BTR: You’re saying that these are things every decision maker will have to do to remain relevant.
Canton: What I’m saying is we’re in the midst of a change, a revolution in business and what the organization does and how it makes money, how it serves customers, how it understands is going to change dramatically. We’ve watched these product cycles collapse, we’ve watched marketing – in a traditional sense – disappear. Organizations at all levels and across all industries are already feeling this pressure. The organizations that are able to embrace these changes faster and attract talent to be able to integrate these technology vectors, they will have an advantage.
BTR: Outstanding, this is great. Is there anything you want to hit that I haven’t asked you about?
Canton: What I’d like to say in conclusion is that I write books like Future Smart to help my clients be ready for what’s coming…but also to become game changers.
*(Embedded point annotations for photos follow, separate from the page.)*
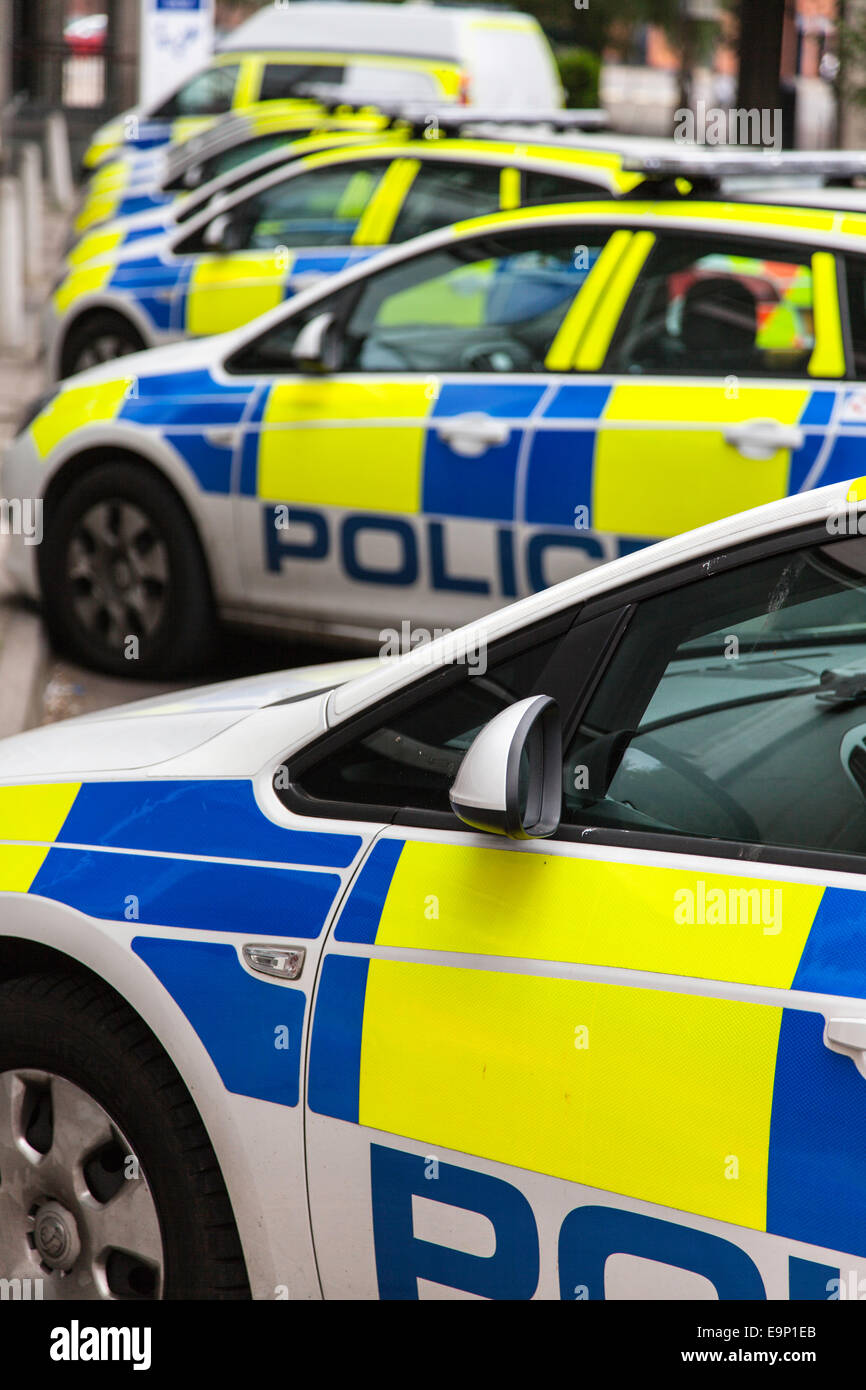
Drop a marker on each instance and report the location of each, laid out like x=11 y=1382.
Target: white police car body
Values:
x=520 y=398
x=274 y=1018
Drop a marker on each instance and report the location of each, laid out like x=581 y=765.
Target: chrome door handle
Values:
x=848 y=1037
x=471 y=434
x=762 y=438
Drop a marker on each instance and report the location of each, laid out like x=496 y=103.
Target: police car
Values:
x=528 y=965
x=464 y=420
x=161 y=221
x=154 y=184
x=428 y=53
x=256 y=246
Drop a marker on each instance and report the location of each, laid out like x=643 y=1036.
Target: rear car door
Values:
x=722 y=364
x=628 y=1061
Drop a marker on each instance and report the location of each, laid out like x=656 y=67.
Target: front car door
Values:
x=273 y=242
x=628 y=1061
x=391 y=485
x=722 y=362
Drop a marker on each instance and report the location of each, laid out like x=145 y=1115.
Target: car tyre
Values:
x=96 y=338
x=89 y=1101
x=124 y=581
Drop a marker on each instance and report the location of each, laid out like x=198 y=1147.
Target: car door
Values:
x=627 y=1061
x=270 y=243
x=403 y=470
x=719 y=363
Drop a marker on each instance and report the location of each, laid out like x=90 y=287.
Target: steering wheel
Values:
x=680 y=766
x=478 y=356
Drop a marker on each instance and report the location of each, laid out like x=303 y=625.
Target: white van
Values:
x=496 y=59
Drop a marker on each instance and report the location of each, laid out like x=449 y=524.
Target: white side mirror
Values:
x=509 y=781
x=316 y=346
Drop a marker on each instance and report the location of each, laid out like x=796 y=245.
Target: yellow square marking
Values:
x=660 y=480
x=348 y=460
x=517 y=904
x=666 y=1100
x=228 y=291
x=74 y=407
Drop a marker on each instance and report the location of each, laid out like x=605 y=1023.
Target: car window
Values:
x=736 y=709
x=717 y=310
x=487 y=305
x=281 y=79
x=239 y=154
x=446 y=192
x=410 y=759
x=541 y=188
x=317 y=209
x=207 y=93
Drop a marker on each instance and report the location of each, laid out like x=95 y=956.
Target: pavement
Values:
x=36 y=684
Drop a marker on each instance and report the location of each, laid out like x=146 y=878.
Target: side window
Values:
x=281 y=79
x=207 y=93
x=855 y=274
x=271 y=353
x=442 y=192
x=704 y=309
x=317 y=209
x=487 y=305
x=410 y=759
x=736 y=709
x=242 y=153
x=541 y=188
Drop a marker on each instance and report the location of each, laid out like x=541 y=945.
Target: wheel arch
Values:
x=78 y=464
x=88 y=307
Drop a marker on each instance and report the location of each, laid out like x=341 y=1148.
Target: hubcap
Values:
x=104 y=348
x=75 y=1207
x=56 y=1236
x=118 y=573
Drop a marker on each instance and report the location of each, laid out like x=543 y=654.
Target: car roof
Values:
x=798 y=224
x=701 y=544
x=406 y=29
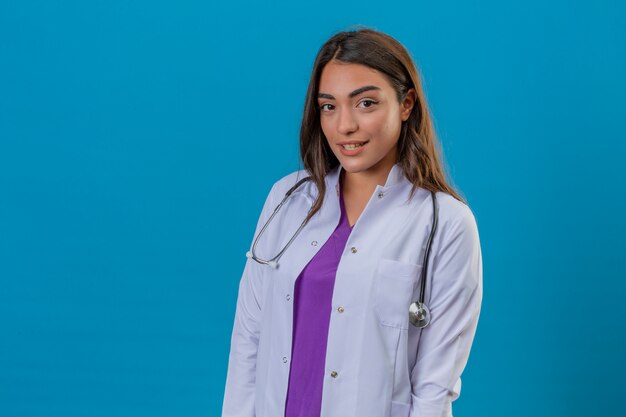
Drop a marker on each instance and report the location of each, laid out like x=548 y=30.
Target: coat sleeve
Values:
x=239 y=394
x=455 y=302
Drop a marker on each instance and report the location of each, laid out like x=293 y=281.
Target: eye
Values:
x=369 y=102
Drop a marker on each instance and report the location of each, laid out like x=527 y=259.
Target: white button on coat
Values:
x=375 y=346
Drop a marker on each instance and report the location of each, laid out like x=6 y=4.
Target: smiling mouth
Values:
x=352 y=146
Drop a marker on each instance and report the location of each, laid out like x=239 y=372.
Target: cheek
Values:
x=381 y=125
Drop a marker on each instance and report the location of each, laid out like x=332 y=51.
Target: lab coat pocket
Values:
x=400 y=409
x=394 y=285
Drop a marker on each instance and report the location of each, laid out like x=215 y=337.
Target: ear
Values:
x=407 y=105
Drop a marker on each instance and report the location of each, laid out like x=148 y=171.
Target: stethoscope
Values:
x=419 y=314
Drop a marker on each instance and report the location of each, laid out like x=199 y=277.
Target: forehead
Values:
x=340 y=79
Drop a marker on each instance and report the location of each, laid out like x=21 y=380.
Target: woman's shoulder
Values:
x=454 y=213
x=284 y=183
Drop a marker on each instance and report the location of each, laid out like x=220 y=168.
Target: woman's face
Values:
x=360 y=116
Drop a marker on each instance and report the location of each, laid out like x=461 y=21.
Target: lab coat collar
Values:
x=395 y=177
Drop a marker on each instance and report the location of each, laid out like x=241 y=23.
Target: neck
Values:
x=362 y=184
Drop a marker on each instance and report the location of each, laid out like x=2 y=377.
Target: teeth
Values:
x=352 y=146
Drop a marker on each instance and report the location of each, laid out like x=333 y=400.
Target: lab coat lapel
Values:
x=314 y=234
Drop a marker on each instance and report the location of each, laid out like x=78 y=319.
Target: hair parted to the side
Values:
x=418 y=148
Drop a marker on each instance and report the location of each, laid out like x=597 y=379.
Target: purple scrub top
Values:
x=311 y=315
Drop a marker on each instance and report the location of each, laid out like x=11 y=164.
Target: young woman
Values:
x=361 y=296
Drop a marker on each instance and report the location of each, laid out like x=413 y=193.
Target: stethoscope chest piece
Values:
x=419 y=315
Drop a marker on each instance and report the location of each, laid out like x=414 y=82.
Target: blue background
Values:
x=138 y=141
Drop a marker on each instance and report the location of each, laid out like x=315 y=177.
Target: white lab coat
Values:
x=371 y=344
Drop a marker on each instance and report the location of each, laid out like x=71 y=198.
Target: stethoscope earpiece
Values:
x=419 y=314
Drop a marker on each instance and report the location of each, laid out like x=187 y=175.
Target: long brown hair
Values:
x=418 y=150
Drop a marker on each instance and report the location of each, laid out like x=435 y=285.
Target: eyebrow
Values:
x=352 y=94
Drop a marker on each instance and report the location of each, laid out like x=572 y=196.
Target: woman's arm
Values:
x=455 y=303
x=239 y=399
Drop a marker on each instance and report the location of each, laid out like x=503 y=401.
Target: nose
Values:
x=346 y=123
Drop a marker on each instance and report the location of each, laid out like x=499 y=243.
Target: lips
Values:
x=352 y=144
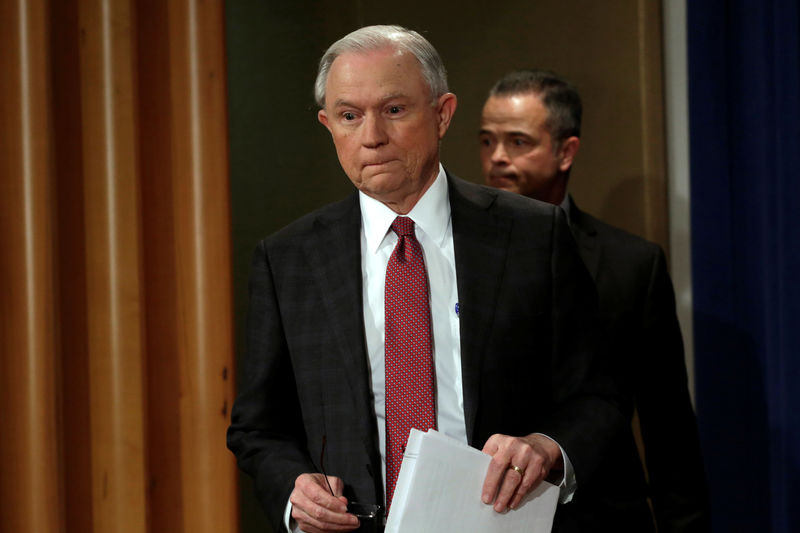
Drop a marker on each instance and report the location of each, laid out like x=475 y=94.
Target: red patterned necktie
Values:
x=409 y=364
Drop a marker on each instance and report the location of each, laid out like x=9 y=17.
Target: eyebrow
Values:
x=345 y=103
x=513 y=133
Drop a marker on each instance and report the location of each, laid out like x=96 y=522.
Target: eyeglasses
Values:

But it’s not just about the organization. Individuals are really the game changers that change organizations; people change markets and industries. We all have the ability to be a game changer and that’s a big point of what my book is about – to challenge people. We all have the ability to be a game changer – there are challenges facing the planet and I believe individuals do make the difference. The technologies that are emerging – whether they’re bio, nano, neuro, quantum technologies they are just the tool sets to help us make a better world.